二条の后、春宮の御息所と申しける時に、めどに削り花させりけるを詠ませ給ひける

花の木にあらざらめども咲きにけり古りにしこのみなる時もがな(古今445)

【通釈】花をつける木ではないでしょうに、花が咲いたことです。古くなってしまった木の実ならぬ我が身も、いつか実のなる時があってほしいものです。

【語釈】◇めどに削り花 古今伝授の一つとされた難解句。マメ科の多年草メドハギに、木を細かく削って作った造花をつけたものと言う。◇あらざらめども 「めど」を詠み込んでいる。◇咲きにけり 木を削って出来た造花のことを言う。◇このみなる時 「このみ」には「木の実」「この身」を懸け、「木の実が結実する」「不遇の我が身が栄進する」の両意を含む。

深草のみかどの御国忌の日よめる

草ふかき霞の谷に影かくしてる日の暮れし今日にやはあらぬ(古今846)

【通釈】草が深く繁り霞の立ちこめる谷にお姿をお隠しになり、輝く太陽が没するように大君が崩ぜられた今日この日ではございませんか。

【語釈】◇深草のみかどの御国忌 仁明天皇の御命日。◇草ふかき 陵墓の地「深草」を掛けて言う。◇てる日の暮れし 照る日が没した。先帝を太陽に喩えている。
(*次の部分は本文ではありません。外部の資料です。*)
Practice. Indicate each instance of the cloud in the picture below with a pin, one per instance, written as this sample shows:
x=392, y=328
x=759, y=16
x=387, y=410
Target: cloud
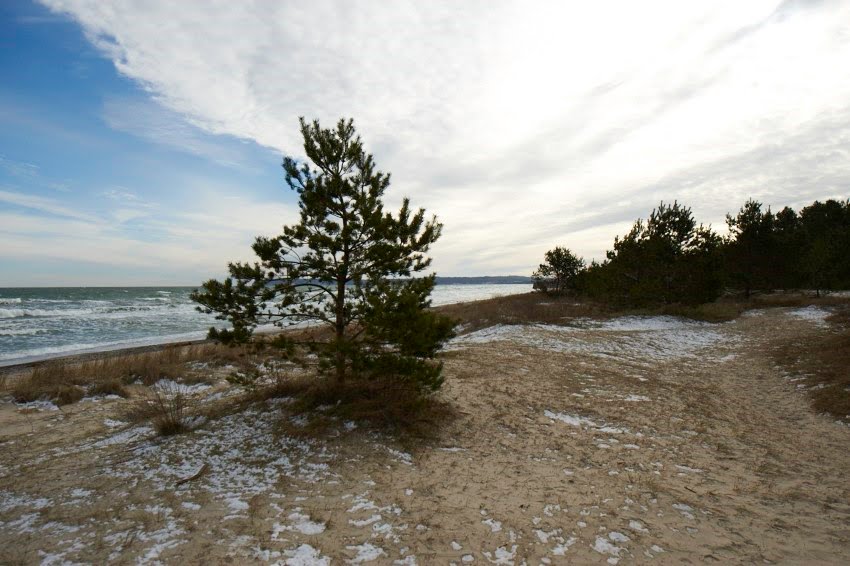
x=522, y=126
x=152, y=122
x=166, y=244
x=42, y=204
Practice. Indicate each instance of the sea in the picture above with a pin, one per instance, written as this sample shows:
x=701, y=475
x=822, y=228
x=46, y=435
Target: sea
x=41, y=323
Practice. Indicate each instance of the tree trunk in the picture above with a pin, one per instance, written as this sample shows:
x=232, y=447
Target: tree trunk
x=340, y=330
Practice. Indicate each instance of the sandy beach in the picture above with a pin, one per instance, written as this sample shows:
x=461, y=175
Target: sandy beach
x=627, y=440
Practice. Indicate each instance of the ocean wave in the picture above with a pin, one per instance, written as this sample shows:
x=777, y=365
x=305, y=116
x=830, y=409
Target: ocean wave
x=22, y=331
x=108, y=312
x=86, y=347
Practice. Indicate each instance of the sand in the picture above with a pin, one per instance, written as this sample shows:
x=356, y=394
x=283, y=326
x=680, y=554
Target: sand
x=632, y=441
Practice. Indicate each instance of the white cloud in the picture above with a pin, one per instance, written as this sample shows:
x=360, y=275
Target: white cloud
x=151, y=121
x=42, y=204
x=176, y=247
x=521, y=125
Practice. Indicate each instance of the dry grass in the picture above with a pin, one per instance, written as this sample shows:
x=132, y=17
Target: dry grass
x=521, y=309
x=531, y=308
x=385, y=404
x=69, y=380
x=166, y=407
x=825, y=363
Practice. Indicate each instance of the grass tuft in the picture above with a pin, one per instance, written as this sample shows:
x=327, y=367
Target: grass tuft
x=165, y=407
x=385, y=404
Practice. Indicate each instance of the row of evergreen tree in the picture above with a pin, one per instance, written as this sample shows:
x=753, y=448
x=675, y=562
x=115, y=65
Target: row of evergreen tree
x=669, y=258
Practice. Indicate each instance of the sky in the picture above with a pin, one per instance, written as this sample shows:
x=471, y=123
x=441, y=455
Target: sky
x=141, y=142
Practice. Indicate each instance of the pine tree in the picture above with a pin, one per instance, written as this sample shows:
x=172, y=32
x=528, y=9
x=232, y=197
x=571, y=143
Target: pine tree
x=347, y=265
x=559, y=272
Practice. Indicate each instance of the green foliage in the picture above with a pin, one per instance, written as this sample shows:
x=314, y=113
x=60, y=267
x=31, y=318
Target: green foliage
x=667, y=259
x=786, y=250
x=559, y=273
x=347, y=264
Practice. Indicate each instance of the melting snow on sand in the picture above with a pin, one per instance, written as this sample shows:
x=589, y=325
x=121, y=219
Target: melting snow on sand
x=642, y=338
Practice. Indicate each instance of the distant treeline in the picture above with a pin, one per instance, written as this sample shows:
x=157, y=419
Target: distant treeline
x=669, y=258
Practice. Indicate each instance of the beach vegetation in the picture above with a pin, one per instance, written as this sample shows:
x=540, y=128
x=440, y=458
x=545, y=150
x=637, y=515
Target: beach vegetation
x=559, y=271
x=347, y=268
x=670, y=261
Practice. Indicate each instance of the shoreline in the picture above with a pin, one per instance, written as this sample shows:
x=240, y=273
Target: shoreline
x=17, y=365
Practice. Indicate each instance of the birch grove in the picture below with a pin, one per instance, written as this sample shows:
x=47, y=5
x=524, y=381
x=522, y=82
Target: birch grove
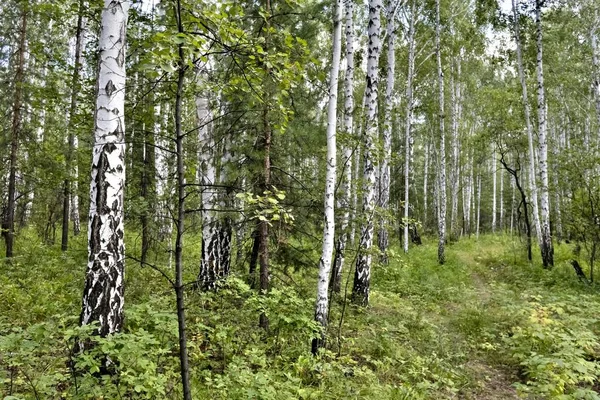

【他出】和歌体十種(神妙体)、定家八代抄、新時代不同歌合、歌枕名寄

時に遇はずして、身を恨みて籠り侍りけるとき

白雲の来やどる峰の小松原枝しげけれや日のひかり見ぬ(後撰1245)

【通釈】雲が流れてきて宿る峰の小松原は、枝がたくさん繁っているからだろうか、日の光を見ることがない。

【補記】「日のひかり」は、天皇や権門の恩恵の隠喩。不遇の身を嘆いた歌。